Summary conclusion: In order to find out if air will stay attached aft of a wheel with a pizza pan hubcap, one first has to keep the pizza pan hubcap attached.

Just to shorten the discussion, I don't need to hear that I didn't put enough velcro on. My experience is that you can tell if velcro will hold without using very much. If I felt that it had a good grip I would have definitely used more, but the problem is that I only have the edge of the pan in contact with the wheel, and 1/8 inch of contact surface is not enough even if I had covered the entire edge with velcro.


I had a feeling it wouldn't work, but it looked good so I took some pix and went for a short drive. Very short. The cap fell off in about a block, and was run over by the rear wheel.

So anyway I have a cap that is ruined as far as an aesthetically pleasing final result, so it will bear the brunt of further experimentation as far as what's needed for attachment. I won't mind drilling holes in it to see what will keep it attached before I mess with the other 3 wheels.

I'm not going to glue it on.

Double sided tape, I think, is going to have the same problem as the velcro in not having enough surface area to be effective.

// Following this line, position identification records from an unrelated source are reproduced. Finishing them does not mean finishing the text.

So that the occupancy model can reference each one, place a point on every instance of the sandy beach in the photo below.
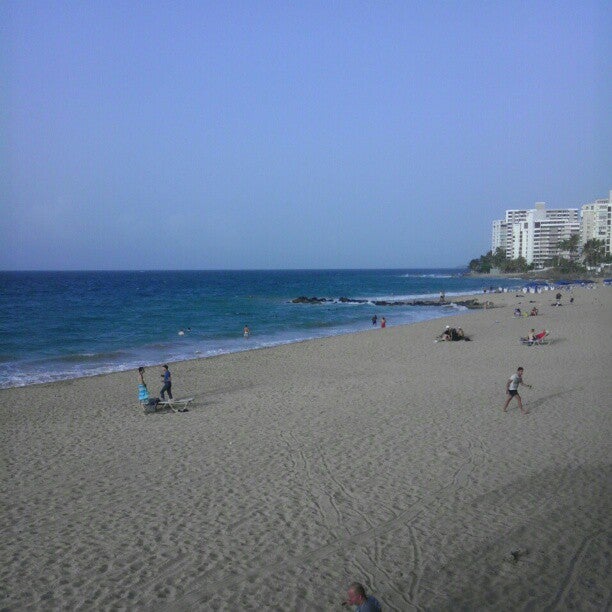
(381, 457)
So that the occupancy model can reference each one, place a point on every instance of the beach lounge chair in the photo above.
(175, 405)
(539, 339)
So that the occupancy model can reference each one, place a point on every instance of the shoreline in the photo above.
(466, 298)
(378, 456)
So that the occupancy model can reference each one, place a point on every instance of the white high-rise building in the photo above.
(535, 233)
(596, 218)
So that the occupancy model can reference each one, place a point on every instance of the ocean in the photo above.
(62, 325)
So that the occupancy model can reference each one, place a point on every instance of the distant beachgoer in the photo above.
(356, 596)
(167, 376)
(143, 392)
(445, 336)
(512, 389)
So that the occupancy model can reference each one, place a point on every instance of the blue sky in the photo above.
(347, 134)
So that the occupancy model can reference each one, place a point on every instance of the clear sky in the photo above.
(312, 134)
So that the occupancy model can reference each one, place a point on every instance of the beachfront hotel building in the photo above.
(596, 218)
(534, 234)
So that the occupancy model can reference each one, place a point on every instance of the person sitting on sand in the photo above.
(512, 389)
(445, 336)
(356, 596)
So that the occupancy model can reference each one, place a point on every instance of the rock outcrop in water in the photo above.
(471, 303)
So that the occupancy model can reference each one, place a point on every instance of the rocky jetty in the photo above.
(471, 303)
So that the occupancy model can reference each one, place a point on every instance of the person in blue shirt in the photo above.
(167, 383)
(356, 596)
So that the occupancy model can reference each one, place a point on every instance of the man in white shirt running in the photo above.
(512, 389)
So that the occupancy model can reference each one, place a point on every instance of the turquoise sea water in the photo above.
(60, 325)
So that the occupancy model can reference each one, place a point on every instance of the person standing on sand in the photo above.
(512, 389)
(167, 376)
(143, 392)
(356, 596)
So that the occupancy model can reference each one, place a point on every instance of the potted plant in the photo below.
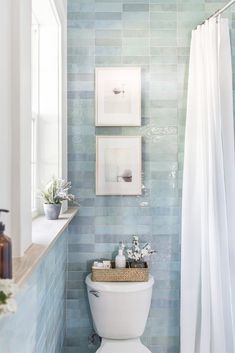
(55, 192)
(137, 254)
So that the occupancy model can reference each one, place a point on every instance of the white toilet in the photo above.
(120, 311)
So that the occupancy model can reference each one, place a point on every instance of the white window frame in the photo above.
(15, 65)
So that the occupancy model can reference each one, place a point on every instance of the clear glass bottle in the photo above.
(5, 253)
(120, 260)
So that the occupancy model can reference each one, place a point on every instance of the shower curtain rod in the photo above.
(220, 11)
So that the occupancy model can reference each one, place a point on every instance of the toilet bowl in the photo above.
(120, 311)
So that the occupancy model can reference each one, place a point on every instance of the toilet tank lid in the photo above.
(119, 286)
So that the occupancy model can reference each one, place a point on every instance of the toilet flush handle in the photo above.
(95, 293)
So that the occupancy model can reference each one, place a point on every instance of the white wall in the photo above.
(5, 107)
(15, 116)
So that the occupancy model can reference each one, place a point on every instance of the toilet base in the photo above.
(122, 346)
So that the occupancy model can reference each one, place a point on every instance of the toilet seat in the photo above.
(122, 346)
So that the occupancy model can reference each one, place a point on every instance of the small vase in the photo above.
(137, 264)
(52, 211)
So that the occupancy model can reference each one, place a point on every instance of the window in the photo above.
(46, 98)
(35, 109)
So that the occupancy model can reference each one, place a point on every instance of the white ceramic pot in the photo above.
(52, 211)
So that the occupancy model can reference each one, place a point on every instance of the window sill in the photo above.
(44, 235)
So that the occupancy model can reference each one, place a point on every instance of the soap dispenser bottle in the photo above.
(5, 253)
(120, 260)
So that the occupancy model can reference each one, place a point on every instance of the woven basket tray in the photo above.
(127, 274)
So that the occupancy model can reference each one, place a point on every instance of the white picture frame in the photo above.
(118, 96)
(118, 165)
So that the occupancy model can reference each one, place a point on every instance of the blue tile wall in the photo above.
(38, 326)
(153, 34)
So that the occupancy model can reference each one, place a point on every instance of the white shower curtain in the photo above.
(208, 210)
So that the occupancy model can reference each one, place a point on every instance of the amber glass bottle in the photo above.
(5, 253)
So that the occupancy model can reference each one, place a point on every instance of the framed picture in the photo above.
(118, 165)
(118, 96)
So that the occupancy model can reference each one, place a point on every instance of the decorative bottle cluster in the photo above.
(5, 253)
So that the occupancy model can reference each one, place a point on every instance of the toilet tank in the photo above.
(119, 309)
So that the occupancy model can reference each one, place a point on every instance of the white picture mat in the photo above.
(121, 109)
(118, 165)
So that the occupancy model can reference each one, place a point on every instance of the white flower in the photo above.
(136, 253)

I don't really want to drill holes in the center area because, though this may work well, I don't think it's as aesthetically pleasing as the pan is hole-free.

I was thinking of the previously mentioned contraptionery in order to have something that could be easily removed without tools, but still stay in place while on the road. I might still experiment with that, but for now it's deciding if I want to zip tie it in place and cut the ties every time I want to check air pressure, or drill a hole and add an extension to the valve, as was suggested, and cut the ties only for rotation or repair.

Thanks for the suggestions, and for following along.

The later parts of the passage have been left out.